En 2018, mon cou­sin Maurice* m’a deman­dé d’être la mar­raine de sa fille qui venait de naître. J’avais 32 ans. J’ai dit oui tout de suite. Pas l’ombre d’un doute. Ce n’est que deux ans plus tard que la défla­gra­tion sur­vient. Les sou­ve­nirs remontent et me per­cutent. La der­nière fois que Maurice a essayé de me vio­ler dans mon som­meil, j’avais 26 ans, lui 28. La pre­mière fois, je dor­mais aus­si et j’en avais 9. Depuis l’enfance, nos parents n’ont eu de cesse de nous répé­ter que nous étions «cou­sins pré­fé­rés», et j’ai conti­nué à fré­quen­ter Maurice assi­dû­ment en dehors des fêtes de famille. Comment aurait-il pu me faire du mal ? L’explication se trouve ici : famille inces­tueuse. Un oxy­more qui asso­cie « lieu de sécu­ri­té et d’amour » et « vio­lence innommable ».

Dans l’imaginaire col­lec­tif, l’inceste c’est un père (ou un beau-père) sur sa fille (ou son fils), pas un cou­sin sur une cou­sine d’âge simi­laire.

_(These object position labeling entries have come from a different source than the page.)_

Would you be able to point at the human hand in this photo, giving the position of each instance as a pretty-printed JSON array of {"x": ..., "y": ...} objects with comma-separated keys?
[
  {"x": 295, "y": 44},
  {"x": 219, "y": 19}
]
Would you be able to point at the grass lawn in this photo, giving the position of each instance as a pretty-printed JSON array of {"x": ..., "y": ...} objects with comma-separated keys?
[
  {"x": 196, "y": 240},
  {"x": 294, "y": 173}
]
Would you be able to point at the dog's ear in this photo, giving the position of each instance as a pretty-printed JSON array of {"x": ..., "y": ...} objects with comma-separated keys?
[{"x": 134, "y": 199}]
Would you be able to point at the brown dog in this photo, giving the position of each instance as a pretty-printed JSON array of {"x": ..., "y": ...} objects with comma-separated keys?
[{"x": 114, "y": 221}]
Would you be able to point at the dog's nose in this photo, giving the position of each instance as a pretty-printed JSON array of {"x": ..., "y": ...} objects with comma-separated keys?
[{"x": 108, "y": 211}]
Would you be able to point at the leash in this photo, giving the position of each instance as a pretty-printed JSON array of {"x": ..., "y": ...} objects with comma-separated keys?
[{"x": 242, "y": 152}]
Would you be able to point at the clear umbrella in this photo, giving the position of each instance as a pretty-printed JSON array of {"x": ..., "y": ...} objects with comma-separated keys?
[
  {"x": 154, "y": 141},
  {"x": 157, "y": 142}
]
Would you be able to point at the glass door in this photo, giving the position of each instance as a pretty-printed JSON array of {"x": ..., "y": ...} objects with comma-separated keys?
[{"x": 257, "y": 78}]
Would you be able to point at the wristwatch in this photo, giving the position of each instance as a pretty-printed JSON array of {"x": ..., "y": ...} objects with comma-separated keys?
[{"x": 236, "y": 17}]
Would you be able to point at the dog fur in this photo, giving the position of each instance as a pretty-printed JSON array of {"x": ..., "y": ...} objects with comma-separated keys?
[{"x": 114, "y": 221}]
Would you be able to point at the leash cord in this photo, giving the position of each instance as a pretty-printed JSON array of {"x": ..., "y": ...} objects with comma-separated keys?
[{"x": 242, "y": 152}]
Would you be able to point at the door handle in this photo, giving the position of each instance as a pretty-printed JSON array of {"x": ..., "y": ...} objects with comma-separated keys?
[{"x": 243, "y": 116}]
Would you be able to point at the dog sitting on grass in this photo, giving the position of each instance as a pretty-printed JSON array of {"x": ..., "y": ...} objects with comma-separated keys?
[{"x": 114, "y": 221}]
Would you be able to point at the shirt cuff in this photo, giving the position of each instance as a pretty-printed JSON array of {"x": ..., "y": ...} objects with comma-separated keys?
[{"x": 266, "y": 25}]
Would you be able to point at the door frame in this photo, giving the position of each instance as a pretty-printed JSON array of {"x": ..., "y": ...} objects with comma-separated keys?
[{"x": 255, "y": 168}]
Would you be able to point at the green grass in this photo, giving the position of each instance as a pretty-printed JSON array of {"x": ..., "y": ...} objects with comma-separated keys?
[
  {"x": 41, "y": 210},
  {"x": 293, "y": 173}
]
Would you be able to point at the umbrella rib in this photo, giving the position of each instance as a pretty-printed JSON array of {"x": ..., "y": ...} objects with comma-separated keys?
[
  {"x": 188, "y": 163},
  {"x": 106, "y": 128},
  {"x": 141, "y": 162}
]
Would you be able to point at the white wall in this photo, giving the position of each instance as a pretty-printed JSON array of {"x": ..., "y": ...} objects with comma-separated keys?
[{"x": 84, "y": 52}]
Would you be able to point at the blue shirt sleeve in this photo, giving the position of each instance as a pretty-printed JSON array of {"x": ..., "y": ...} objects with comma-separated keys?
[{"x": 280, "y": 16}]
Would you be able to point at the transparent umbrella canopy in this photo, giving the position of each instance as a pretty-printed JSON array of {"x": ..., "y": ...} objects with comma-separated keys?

Deux enfants, ce serait ano­din et rare. Ça ne l’est pas : les agres­sions sexuelles et les viols entre enfants ou adolescent·es d’une même famille sont des crimes qui entraînent des trau­ma­tismes majeurs. Ils consti­tuent un fait de socié­té mas­sif, entre un quart et un tiers des cas d’inceste d’après les chiffres que j’ai recou­pés, soit quelque 2 mil­lions de Français·es concerné·es. Les auteurs sont des gar­çons dans une écra­sante majo­ri­té des cas, tan­dis que les agressé·es sont autant des filles que des gar­çons, ce qui est assez inha­bi­tuel (1). L’âge moyen des vic­times lors de la pre­mière agres­sion est de 7 ans, selon l’étude de la cher­cheuse cana­dienne Mireille Cyr (2), une des seules qui se soit pen­chée sur ce phénomène.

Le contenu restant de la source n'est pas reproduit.